Logotype design

I created the logos of the packages presented above and the others listed below using both Matplotlib and Illustrator. I have used these tools to create logos for various projects and workshops listed below, and I enjoy the process of designing custom graphics and visualizations.

This logo represents the Math + x symposium on inverse problems and deep learning in space exploration (2019). It symbolizes a Ptolemy solar system, with the central white half-circle representing a star, the second radial area showing an orbiting moon, and the last radial area showing an exoplanet illuminated by the star. The bottom spiderweb illustrates space-time deformations caused by the star, and the lower part shows an abstract representation of a neural network.

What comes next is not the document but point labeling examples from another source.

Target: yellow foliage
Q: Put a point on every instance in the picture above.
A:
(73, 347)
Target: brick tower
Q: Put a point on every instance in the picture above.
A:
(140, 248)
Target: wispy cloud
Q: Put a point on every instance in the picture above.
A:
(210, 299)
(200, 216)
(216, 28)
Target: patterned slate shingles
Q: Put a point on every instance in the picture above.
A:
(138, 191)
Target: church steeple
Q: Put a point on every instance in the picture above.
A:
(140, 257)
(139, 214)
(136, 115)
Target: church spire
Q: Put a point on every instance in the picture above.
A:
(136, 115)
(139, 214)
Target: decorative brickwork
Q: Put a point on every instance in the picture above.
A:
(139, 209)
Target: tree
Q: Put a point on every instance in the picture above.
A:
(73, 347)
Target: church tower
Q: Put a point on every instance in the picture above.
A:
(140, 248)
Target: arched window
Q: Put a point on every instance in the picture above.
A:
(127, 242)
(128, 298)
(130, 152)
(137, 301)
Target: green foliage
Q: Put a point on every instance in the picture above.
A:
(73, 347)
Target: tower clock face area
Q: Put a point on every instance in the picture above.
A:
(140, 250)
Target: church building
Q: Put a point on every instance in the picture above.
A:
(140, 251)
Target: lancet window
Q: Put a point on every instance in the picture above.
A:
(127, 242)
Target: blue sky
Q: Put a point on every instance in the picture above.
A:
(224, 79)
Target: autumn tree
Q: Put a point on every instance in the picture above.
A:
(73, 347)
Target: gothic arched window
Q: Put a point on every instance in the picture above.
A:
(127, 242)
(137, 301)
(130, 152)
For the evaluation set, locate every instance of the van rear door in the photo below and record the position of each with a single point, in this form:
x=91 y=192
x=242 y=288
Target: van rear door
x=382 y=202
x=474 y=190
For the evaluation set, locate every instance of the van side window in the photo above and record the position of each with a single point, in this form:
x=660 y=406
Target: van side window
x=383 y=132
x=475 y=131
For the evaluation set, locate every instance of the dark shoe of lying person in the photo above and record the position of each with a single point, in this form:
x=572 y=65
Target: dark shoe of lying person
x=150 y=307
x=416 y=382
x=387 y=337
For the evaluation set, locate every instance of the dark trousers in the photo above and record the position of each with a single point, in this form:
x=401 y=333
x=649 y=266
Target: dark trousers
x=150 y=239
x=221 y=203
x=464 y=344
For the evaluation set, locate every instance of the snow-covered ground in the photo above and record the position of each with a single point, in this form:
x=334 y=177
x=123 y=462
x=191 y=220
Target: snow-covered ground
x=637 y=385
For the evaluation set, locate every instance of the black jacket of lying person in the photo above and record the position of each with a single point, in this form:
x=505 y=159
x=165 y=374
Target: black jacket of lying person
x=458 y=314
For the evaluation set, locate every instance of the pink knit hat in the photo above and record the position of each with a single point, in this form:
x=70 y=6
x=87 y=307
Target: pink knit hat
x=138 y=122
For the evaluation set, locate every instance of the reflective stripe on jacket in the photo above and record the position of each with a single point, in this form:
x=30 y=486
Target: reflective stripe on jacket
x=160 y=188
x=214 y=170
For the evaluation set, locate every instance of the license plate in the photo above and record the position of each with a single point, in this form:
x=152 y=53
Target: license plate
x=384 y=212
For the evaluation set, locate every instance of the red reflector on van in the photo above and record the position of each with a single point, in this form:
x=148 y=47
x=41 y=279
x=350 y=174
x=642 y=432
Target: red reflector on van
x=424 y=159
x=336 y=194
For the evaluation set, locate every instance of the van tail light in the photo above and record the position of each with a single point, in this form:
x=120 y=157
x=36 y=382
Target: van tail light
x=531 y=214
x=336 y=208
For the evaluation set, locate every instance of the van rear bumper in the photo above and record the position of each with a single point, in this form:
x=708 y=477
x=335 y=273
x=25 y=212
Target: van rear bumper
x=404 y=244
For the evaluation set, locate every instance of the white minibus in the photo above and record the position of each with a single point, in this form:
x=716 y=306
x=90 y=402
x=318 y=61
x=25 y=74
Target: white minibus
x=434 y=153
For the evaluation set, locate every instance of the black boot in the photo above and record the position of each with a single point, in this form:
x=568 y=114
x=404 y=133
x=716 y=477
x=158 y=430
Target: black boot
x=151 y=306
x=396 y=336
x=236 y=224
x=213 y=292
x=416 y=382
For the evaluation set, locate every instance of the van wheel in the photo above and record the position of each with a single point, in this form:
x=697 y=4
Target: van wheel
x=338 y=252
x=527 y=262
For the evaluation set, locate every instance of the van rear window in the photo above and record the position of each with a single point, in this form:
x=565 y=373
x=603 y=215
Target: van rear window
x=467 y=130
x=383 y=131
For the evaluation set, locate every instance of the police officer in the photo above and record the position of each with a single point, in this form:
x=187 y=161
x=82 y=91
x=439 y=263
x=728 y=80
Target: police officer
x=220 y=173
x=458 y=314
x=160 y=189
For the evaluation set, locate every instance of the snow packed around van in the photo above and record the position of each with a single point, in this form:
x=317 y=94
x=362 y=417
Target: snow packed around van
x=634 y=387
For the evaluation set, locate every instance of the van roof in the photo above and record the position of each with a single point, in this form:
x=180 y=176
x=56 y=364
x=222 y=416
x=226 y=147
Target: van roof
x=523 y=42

This logo represents the Math + x symposium on inverse problems and deep learning, mitigating natural hazards (2020). It depicts a volcano erupting and releasing a neural network, with a LSTM model being applied underneath to symbolize the research that was conducted to anticipate volcanic eruptions using deep learning and seismic source analysis. The logo also includes illustrations of a tornado and tsunamis to emphasize the focus on various types of natural hazards.

This logo represents the Math + x symposium on matter under extreme conditions in solar system giant planets and exoplanets, inverse problems and deep learning (2022). This logo depicts Saturn, with an atom symbol at its center symbolizing matter in the center of giant planets like metallic hydrogen. The constellation around the planet illustrates a neural network used to understand and model the behavior of such a system.

The covseisnet logo represents an array of seismic stations, with one station symbolizing a virtual source in the field of passive seismic interferometry. The image is enclosed in brackets to symbolize the matrix framework of the Python package.

This logo represents a beamforming or backprojection process, as depicted by the probability density function. The 3D grid illustrates that the package is capable of working with data in three dimensions. The logo was designed for a package that performs beamforming on seismic data features.

This logo is a modified Morlet wavelet. It represents the wavelet transform at the core of a scattering network and has the ability to classify and group similar signals through analysis. The color gradient in the logo represents the ability to identify and distinguish between different types of signals.

This logo is based on the original JAX logo, with the addition of the word "SYM" at the beginning, modifying the name to "SYMJAX".